The dendrogram shows the order of the pairwise alignments of sequences and clusters of sequences that together generate the final alignment. For example:

PileUp uses this clustering order and first aligns the two most-related sequences to each other in order to produce the first cluster. It then aligns the next most related sequence to this cluster or the next two most-related sequences to each other in order to produce another cluster. A series of such pairwise alignments that includes increasingly dissimilar sequences and clusters of sequences at each iteration produces the final alignment.

In the above example, Seq1 and Seq2 are aligned first. Next, Seq3 and Seq4 are aligned. The cluster of Seq1-aligned-to-Seq2 is then aligned to the cluster of Seq3-aligned-to-Seq4. Finally, Seq5 is aligned to the cluster that now contains Seq1 through Seq4 to generate the final alignment of Seq1 through Seq5.
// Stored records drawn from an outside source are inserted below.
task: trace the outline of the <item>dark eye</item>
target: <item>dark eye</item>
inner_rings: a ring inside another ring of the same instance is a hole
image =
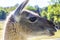
[[[30,20],[31,22],[35,22],[35,21],[37,20],[37,17],[30,17],[29,20]]]

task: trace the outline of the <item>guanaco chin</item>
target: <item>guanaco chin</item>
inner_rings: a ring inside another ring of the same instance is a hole
[[[15,12],[7,17],[4,40],[29,40],[28,38],[33,36],[55,34],[56,29],[53,22],[33,11],[23,10],[28,1],[23,1]]]

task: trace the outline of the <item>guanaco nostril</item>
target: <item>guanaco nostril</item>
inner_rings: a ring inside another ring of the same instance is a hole
[[[36,19],[37,19],[37,17],[30,17],[30,18],[29,18],[29,20],[30,20],[31,22],[35,22]]]

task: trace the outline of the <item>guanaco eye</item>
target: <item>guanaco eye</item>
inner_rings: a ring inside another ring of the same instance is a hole
[[[30,20],[31,22],[35,22],[35,21],[37,20],[37,17],[30,17],[29,20]]]

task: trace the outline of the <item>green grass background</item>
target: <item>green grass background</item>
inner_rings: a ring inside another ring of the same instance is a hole
[[[2,35],[3,35],[3,28],[4,28],[4,21],[0,21],[0,40],[2,40]],[[41,36],[41,40],[49,40],[49,39],[52,39],[52,40],[55,40],[56,38],[60,38],[60,30],[58,30],[54,36]],[[39,37],[33,39],[33,40],[40,40]]]

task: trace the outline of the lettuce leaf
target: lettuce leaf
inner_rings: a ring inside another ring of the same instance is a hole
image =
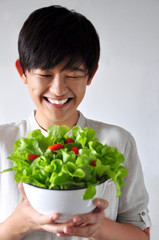
[[[116,185],[116,196],[121,196],[123,180],[128,171],[123,167],[124,155],[115,147],[102,144],[96,138],[94,129],[79,126],[70,129],[63,125],[53,125],[45,137],[36,129],[14,143],[14,151],[8,156],[13,167],[6,171],[15,171],[15,181],[26,182],[48,189],[86,188],[83,199],[91,199],[96,194],[95,186],[101,181],[112,179]],[[65,143],[72,138],[74,142]],[[50,145],[62,144],[63,148],[51,151]],[[78,155],[72,147],[79,149]],[[37,157],[28,160],[29,154]]]

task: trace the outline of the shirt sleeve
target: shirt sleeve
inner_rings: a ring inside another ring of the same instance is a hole
[[[149,196],[145,188],[136,143],[131,135],[124,155],[128,176],[124,179],[126,184],[119,199],[117,222],[131,223],[143,230],[151,226],[147,207]]]

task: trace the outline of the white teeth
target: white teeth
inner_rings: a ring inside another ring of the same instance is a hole
[[[54,99],[48,98],[48,101],[52,104],[64,104],[67,102],[67,100],[68,100],[68,98],[62,99],[62,100],[54,100]]]

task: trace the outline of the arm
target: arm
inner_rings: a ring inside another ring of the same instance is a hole
[[[104,216],[107,202],[96,199],[96,210],[92,213],[75,216],[73,218],[76,226],[64,228],[64,233],[58,236],[79,236],[91,240],[149,240],[149,229],[141,230],[128,223],[117,223]]]
[[[12,215],[3,223],[0,223],[0,239],[21,240],[27,234],[40,230],[52,233],[63,231],[66,223],[55,223],[55,220],[59,218],[59,214],[43,215],[38,213],[30,205],[21,183],[19,184],[19,190],[22,195],[21,201]],[[67,226],[72,224],[72,222],[69,222]]]

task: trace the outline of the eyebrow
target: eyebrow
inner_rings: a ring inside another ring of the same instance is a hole
[[[69,67],[64,67],[61,69],[61,71],[64,71],[64,70],[71,70],[71,71],[78,71],[78,72],[85,73],[85,69],[80,68],[78,66],[69,66]]]

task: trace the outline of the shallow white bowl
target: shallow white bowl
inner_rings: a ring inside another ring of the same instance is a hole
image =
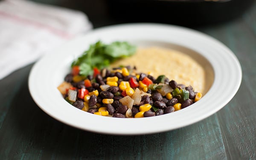
[[[128,41],[138,46],[157,44],[181,51],[188,51],[187,54],[195,56],[197,60],[208,68],[207,75],[212,78],[206,86],[207,93],[200,100],[188,107],[153,117],[116,118],[79,109],[64,100],[57,87],[70,71],[70,64],[74,59],[99,40],[105,43]],[[98,133],[140,134],[177,129],[213,114],[233,97],[240,86],[241,77],[241,66],[235,55],[216,40],[185,28],[138,23],[95,29],[52,51],[33,66],[29,86],[38,106],[65,124]],[[221,96],[219,96],[220,93]]]

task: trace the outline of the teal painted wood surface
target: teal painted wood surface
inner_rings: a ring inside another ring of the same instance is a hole
[[[32,64],[0,80],[0,159],[256,159],[256,4],[234,20],[195,29],[227,45],[242,66],[241,87],[216,114],[184,128],[149,135],[81,130],[37,106],[28,89]]]

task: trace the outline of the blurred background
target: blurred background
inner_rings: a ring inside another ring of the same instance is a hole
[[[194,27],[233,20],[254,0],[33,0],[81,11],[94,28],[127,23],[155,22]]]

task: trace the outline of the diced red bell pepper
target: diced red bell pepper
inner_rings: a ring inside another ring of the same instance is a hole
[[[149,86],[150,84],[153,84],[152,80],[146,77],[142,80],[142,83],[148,86]]]
[[[123,97],[125,97],[125,96],[126,96],[127,95],[127,94],[126,94],[126,92],[125,91],[125,90],[122,91],[121,93],[121,94],[122,96],[123,96]]]
[[[85,87],[90,87],[92,86],[92,83],[88,79],[84,80],[84,86]]]
[[[69,89],[66,89],[66,92],[67,93],[67,91],[68,91],[69,89],[75,90],[76,89],[76,88],[72,86],[72,87],[70,87]]]
[[[100,71],[97,68],[93,69],[93,77],[96,77],[97,74],[100,74]]]
[[[139,83],[134,78],[131,78],[129,80],[129,83],[130,83],[130,86],[133,89],[139,87]]]
[[[86,95],[89,94],[89,91],[85,89],[81,89],[78,90],[78,94],[77,97],[81,99],[84,98]]]
[[[76,76],[79,74],[80,72],[80,69],[79,66],[75,66],[72,67],[72,70],[71,71],[71,74],[73,76]]]

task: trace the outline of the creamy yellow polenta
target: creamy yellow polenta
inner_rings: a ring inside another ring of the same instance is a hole
[[[149,72],[155,77],[165,75],[170,80],[195,91],[204,93],[205,71],[195,60],[180,51],[158,47],[139,48],[134,55],[113,63],[111,67],[135,66],[139,72]]]

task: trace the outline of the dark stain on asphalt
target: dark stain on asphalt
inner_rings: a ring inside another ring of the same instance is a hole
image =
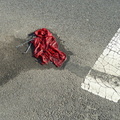
[[[21,71],[28,71],[30,69],[50,69],[63,70],[70,59],[72,52],[66,50],[62,44],[62,40],[54,34],[59,44],[59,49],[67,55],[67,60],[61,67],[56,67],[51,62],[47,65],[41,65],[36,58],[32,56],[32,49],[28,53],[23,54],[28,44],[22,47],[16,48],[18,44],[21,44],[25,39],[19,39],[12,37],[13,41],[10,44],[0,44],[0,85],[4,85],[10,79],[16,77]]]

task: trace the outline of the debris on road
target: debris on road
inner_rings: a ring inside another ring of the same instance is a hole
[[[30,45],[24,53],[28,52],[32,44],[34,46],[33,56],[37,59],[40,59],[41,64],[48,64],[51,61],[57,67],[62,66],[67,57],[64,52],[59,50],[56,38],[52,35],[52,33],[46,28],[42,28],[36,30],[34,35],[35,37],[28,41]]]

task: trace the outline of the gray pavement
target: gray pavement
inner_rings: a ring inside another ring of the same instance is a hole
[[[0,120],[120,120],[120,102],[80,87],[119,27],[119,0],[0,0]],[[64,68],[15,48],[39,28],[70,51]]]

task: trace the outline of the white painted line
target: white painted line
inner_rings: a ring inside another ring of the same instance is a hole
[[[114,102],[120,99],[120,29],[89,71],[81,88]]]

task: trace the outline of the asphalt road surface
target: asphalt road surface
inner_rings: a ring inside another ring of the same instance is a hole
[[[81,88],[120,27],[120,0],[0,0],[0,120],[120,120],[120,101]],[[28,34],[47,28],[68,61],[40,65]]]

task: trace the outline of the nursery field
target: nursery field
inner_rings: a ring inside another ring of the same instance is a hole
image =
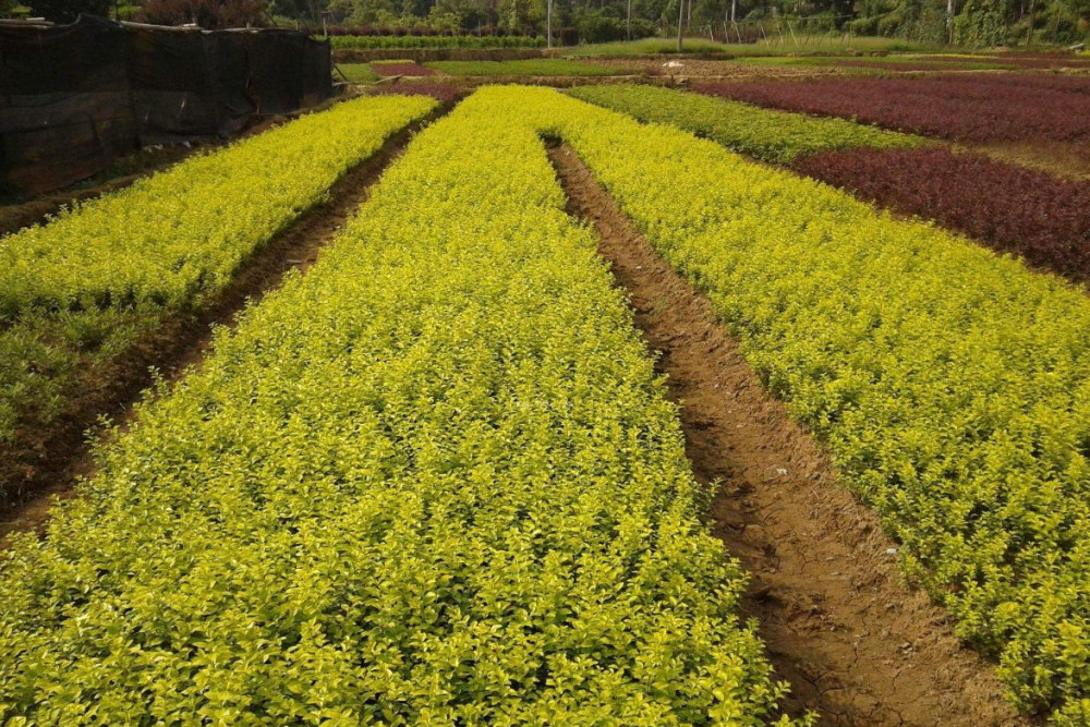
[[[787,111],[941,138],[1090,141],[1090,77],[988,73],[813,83],[702,84],[698,90]]]
[[[0,727],[1090,725],[1087,78],[494,65],[0,238]]]

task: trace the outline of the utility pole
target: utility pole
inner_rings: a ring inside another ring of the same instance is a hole
[[[1033,44],[1033,21],[1037,16],[1037,0],[1029,0],[1029,32],[1026,34],[1026,45]]]
[[[548,33],[547,46],[553,48],[553,0],[548,0],[548,12],[546,15],[546,33]]]
[[[681,31],[685,29],[685,0],[678,0],[678,52],[681,52]]]

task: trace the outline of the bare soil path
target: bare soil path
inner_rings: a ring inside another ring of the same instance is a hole
[[[720,481],[713,530],[752,574],[743,615],[760,621],[792,715],[826,727],[1014,727],[992,665],[964,649],[944,611],[906,585],[879,519],[838,484],[828,457],[768,396],[707,299],[617,209],[568,146],[549,157],[568,211],[597,230],[600,253],[661,352],[681,403],[687,453]]]
[[[247,302],[279,287],[289,270],[310,267],[320,249],[366,202],[372,185],[401,156],[412,134],[441,113],[437,111],[387,140],[374,156],[334,185],[327,202],[305,213],[258,252],[210,304],[170,318],[124,360],[88,372],[82,395],[68,403],[47,431],[26,432],[15,445],[0,446],[0,488],[23,494],[0,507],[0,548],[12,532],[40,533],[53,497],[71,496],[78,477],[94,471],[89,441],[95,435],[87,432],[100,415],[123,425],[132,404],[153,384],[153,367],[167,380],[178,378],[204,359],[216,326],[234,325]]]

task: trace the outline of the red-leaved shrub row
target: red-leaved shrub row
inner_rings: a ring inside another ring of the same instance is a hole
[[[435,69],[427,69],[417,63],[372,63],[372,70],[380,76],[395,75],[434,75]]]
[[[496,25],[485,25],[481,28],[473,31],[440,31],[427,25],[413,25],[405,27],[402,25],[329,25],[326,28],[329,36],[335,35],[347,35],[347,36],[455,36],[455,35],[476,35],[476,36],[521,36],[522,33],[519,31],[506,31],[501,29]]]
[[[897,62],[897,61],[857,61],[857,60],[835,60],[833,65],[857,68],[857,69],[879,69],[882,71],[949,71],[955,68],[946,62],[921,61],[919,63]]]
[[[883,207],[1090,282],[1090,184],[945,147],[856,148],[794,168]]]
[[[448,107],[453,106],[464,92],[452,83],[400,83],[373,86],[370,96],[431,96]]]
[[[1090,140],[1086,95],[1057,78],[1007,73],[698,84],[697,90],[788,111],[856,119],[958,141]]]

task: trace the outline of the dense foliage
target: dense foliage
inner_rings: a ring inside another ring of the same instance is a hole
[[[1090,184],[945,147],[850,149],[795,169],[1090,282]]]
[[[1012,82],[1006,75],[710,83],[697,89],[759,106],[958,141],[1090,140],[1083,93],[1061,84],[1037,84],[1032,80],[1037,76]],[[1085,81],[1071,86],[1079,83]]]
[[[338,35],[329,38],[334,48],[368,50],[375,48],[544,48],[545,38],[523,36],[456,35],[456,36],[396,36],[396,35]]]
[[[766,161],[786,162],[800,154],[844,147],[916,146],[921,143],[912,136],[850,121],[770,111],[655,86],[581,86],[568,93],[641,121],[671,123]]]
[[[341,174],[434,107],[344,102],[0,239],[0,444],[49,422],[88,368],[130,350],[160,316],[222,289]]]
[[[538,58],[525,61],[436,61],[428,63],[427,66],[446,75],[457,76],[594,76],[626,73],[625,69],[616,66],[568,61],[560,58]]]
[[[771,720],[676,409],[518,123],[542,102],[419,135],[0,556],[0,724]]]
[[[424,76],[424,75],[435,74],[434,69],[424,68],[423,65],[420,65],[419,63],[415,63],[413,61],[398,61],[392,63],[372,63],[371,69],[378,75],[386,77],[396,75]]]
[[[705,291],[1012,696],[1090,720],[1090,300],[718,144],[547,89],[567,140]]]
[[[446,106],[453,105],[465,92],[452,83],[413,82],[379,84],[367,90],[371,96],[431,96]]]

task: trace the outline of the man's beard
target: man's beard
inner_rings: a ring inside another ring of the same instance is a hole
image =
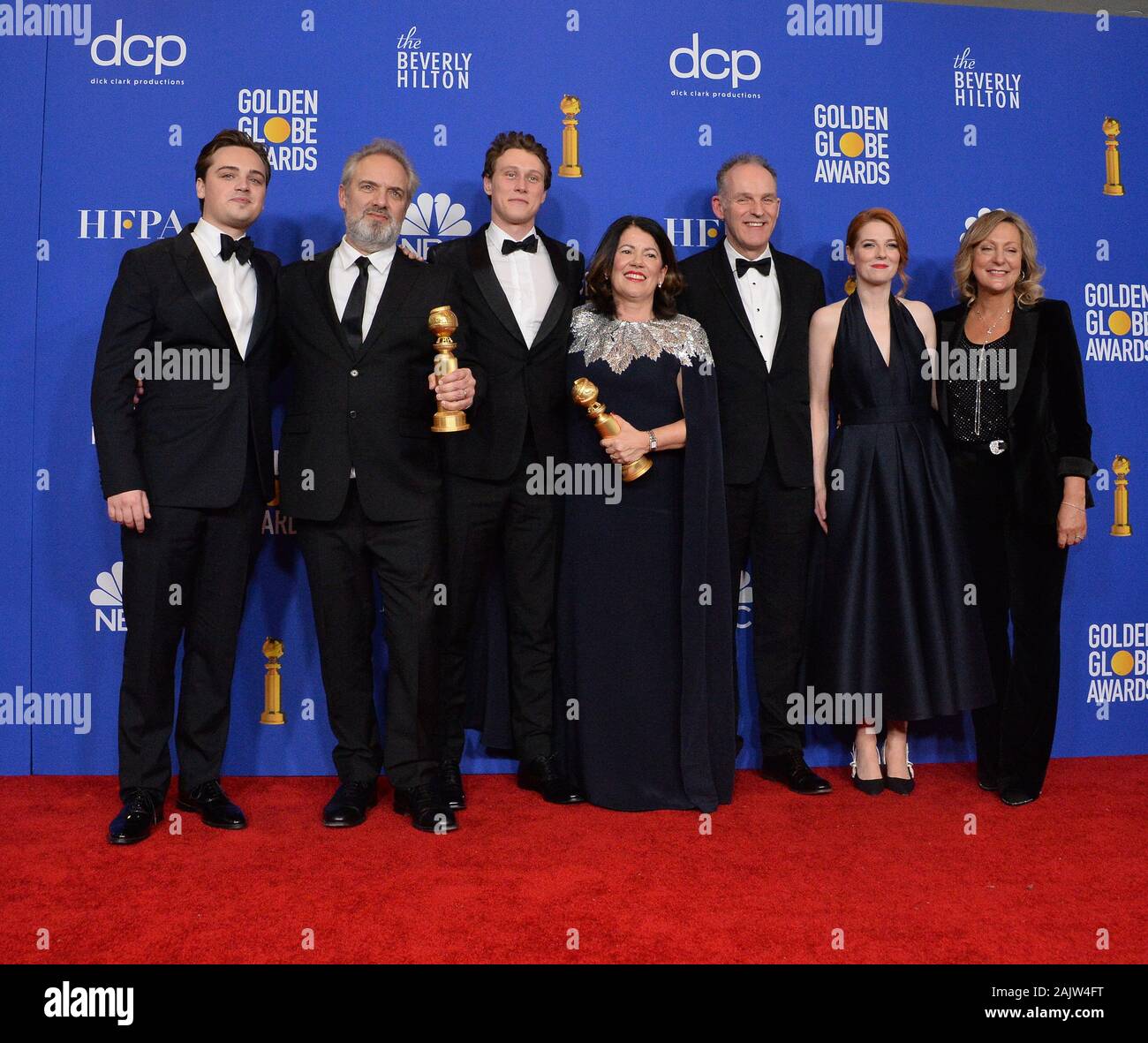
[[[347,238],[362,247],[372,250],[385,250],[394,246],[398,239],[398,222],[394,218],[385,223],[372,221],[367,213],[360,214],[355,221],[347,217]]]

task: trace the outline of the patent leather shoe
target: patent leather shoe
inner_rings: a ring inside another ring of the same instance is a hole
[[[176,806],[184,811],[194,811],[204,826],[216,829],[246,829],[247,819],[243,812],[227,799],[218,779],[196,786],[191,793],[181,793]]]
[[[396,789],[395,811],[398,814],[409,814],[411,825],[424,833],[452,833],[458,828],[455,812],[434,786]]]
[[[163,802],[146,789],[133,789],[127,794],[124,806],[108,826],[108,842],[113,844],[138,844],[152,835],[152,827],[160,821]]]
[[[518,788],[541,793],[551,804],[581,804],[585,798],[554,767],[554,755],[523,760],[518,767]]]

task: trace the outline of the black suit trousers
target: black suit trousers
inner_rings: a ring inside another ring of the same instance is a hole
[[[498,547],[506,582],[511,731],[519,757],[551,752],[558,518],[552,496],[527,492],[537,463],[529,432],[514,473],[503,481],[447,477],[448,640],[443,655],[444,760],[465,741],[466,663],[479,596]]]
[[[732,588],[746,559],[753,577],[753,672],[761,754],[800,752],[805,728],[786,719],[805,651],[813,489],[782,481],[770,440],[758,480],[726,486]],[[734,603],[735,617],[737,602]],[[736,631],[735,631],[736,634]]]
[[[231,680],[247,579],[264,503],[248,439],[239,500],[226,508],[152,505],[139,533],[124,527],[124,672],[119,688],[119,790],[171,781],[174,670],[184,664],[176,718],[180,789],[219,778],[231,724]]]
[[[344,781],[396,789],[430,781],[437,709],[434,585],[440,519],[372,522],[352,480],[332,522],[295,519],[307,564],[334,760]],[[389,667],[386,743],[379,742],[371,635],[379,580]]]
[[[977,763],[1002,789],[1035,796],[1056,731],[1068,550],[1056,546],[1055,526],[1016,517],[1007,451],[956,447],[949,459],[996,690],[994,705],[972,711]]]

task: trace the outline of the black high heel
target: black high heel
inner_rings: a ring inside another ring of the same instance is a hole
[[[878,763],[881,762],[881,750],[877,750],[877,760]],[[885,780],[883,778],[861,779],[858,777],[856,743],[853,744],[853,759],[850,762],[850,770],[852,771],[853,785],[867,797],[879,797],[885,791]]]

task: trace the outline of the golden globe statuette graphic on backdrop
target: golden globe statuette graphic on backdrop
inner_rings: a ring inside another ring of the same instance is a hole
[[[1128,524],[1128,472],[1132,470],[1126,456],[1117,456],[1112,461],[1112,473],[1116,476],[1116,490],[1112,496],[1112,527],[1109,530],[1114,536],[1131,536],[1132,526]]]
[[[278,638],[267,638],[263,642],[263,655],[267,662],[263,664],[266,673],[263,675],[263,712],[259,714],[261,725],[287,724],[284,717],[282,705],[279,701],[279,660],[282,658],[284,643]]]
[[[441,380],[447,373],[453,373],[458,369],[458,360],[455,357],[455,348],[458,345],[450,335],[458,329],[458,316],[450,310],[449,304],[440,304],[430,309],[427,329],[437,338],[434,342],[434,372]],[[430,424],[430,430],[436,434],[451,434],[455,431],[470,431],[470,428],[466,414],[461,409],[439,409]]]
[[[1120,146],[1117,137],[1120,133],[1120,121],[1111,116],[1104,117],[1104,195],[1124,195],[1120,184]]]
[[[598,401],[598,385],[585,377],[579,377],[571,388],[571,397],[579,405],[585,407],[585,415],[594,422],[598,434],[607,438],[612,434],[621,434],[622,428],[612,412],[606,412],[606,407]],[[641,478],[653,466],[653,461],[649,456],[642,455],[629,464],[622,464],[622,481],[634,481]]]
[[[582,168],[577,161],[577,114],[582,111],[582,102],[573,94],[563,94],[558,103],[563,110],[563,165],[558,168],[559,177],[582,177]]]

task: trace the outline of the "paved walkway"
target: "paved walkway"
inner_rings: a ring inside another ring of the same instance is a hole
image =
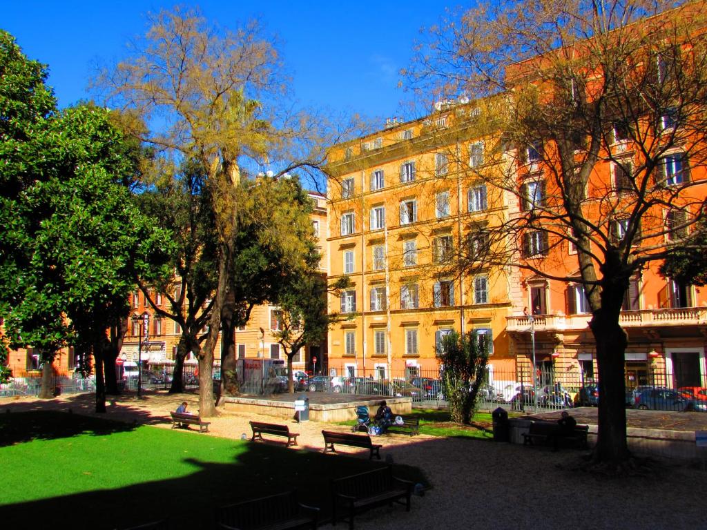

Each pairwise alignment in PileUp uses the method of Needleman and Wunsch (Journal of Molecular Biology 48; 443-453 (1970)), that is extended for use with clusters of aligned sequences rather than only individual sequences. For a pairwise alignment of individual sequences, the comparison score between any two sequence symbols is found in a scoring matrix (see the LOCAL DATA FILES topic below) . For a pairwise alignment of clusters of sequences, the comparison score between any two positions in those clusters is simply the arithmetic average of the scores for all possible symbol comparisons at those positions. When gaps are inserted into a cluster to produce an alignment, they are inserted at the same position in all of the sequences of the cluster.

CONSIDERATIONS

[ Previous | Top | Next ]

Because a rigorous optimal alignment of even a small number of short sequences would be intractable, PileUp uses an approach that may not produce the most optimal multiple sequence alignment. (See the ALGORITHM topic above for a description of this approach.)

Clustering

The approach used by PileUp is sensitive to the order in which sequences are aligned. A clustering algorithm determines this order from the pairwise similarities calculated before the final alignments are done. The goal of the clustering is to see that very similar sequences are aligned to each other before they are aligned to more distantly related sequences. There is, at present, no way for you to modify the order of these alignments.

While PileUp calculates the similarity between each of the sequences, this information is not used by the program to weight the sequences. That is, if there are several very similar sequences, the final alignment may be constrained to minimize the disruption of these sequences.

The dendrogram is not a phylogenetic reconstruction, although the vertical branch lengths are proportional to the distance between the sequences. Its purpose is to represent the clustering order used to create the final alignment. This order is the only information from the dendrogram used by PileUp. See the RELATED PROGRAMS topic for a description of programs in the Wisconsin Package that you can use to create phylogenetic reconstructions from multiple sequence alignments.

Global Alignment

If you know the difference between Gap and BestFit, consider PileUp an extension of the Gap program for more than two sequences, rather than an extension of the BestFit program. PileUp, like Gap, tries to find a global optimal alignment, while BestFit finds a local optimal alignment.

Because PileUp aligns sequences along their entire lengths, it is not ideally suited to finding the best local region of similarity (such as a shared motif) among all of the sequences. However, PileUp has been used successfully for this purpose.

By default, PileUp does not penalize gaps occurring at the ends of sequences. Therefore, related sequences that differ in the extent of their sequencing can be reasonably aligned by PileUp. You can override this default with -ENDWeight, in which case length differences among the sequences become significant.

Piling Up Unrelated Sequences

PileUp always aligns all of the sequences you specify, even if they are not related. The alignment can be degraded if some of the sequences are not similar to one another.

Arbitrary Gap Placement

In any pairwise alignment, the position of the inserted gaps may be arbitrary; equally optimal alignments can be generated by inserting the gaps differently. PileUp can exaggerate these arbitrary differences if you use either -LOWroad or -HIGhroad. This selection usually affects the final alignment. For the most part, however, the difference between the high road and low road alignments should not be very significant, although you may want to check.

Here is an example showing the difference between high and low road for the alignment of three short sequences. The first pairwise alignment creates an aligned cluster of the two most closely related sequences; the second alignment aligns this cluster to the third sequence creating the final multiple sequence alignment. Although the qualities after the first round alignments are the same, the quality of the final low-road alignment is higher than the high-road one.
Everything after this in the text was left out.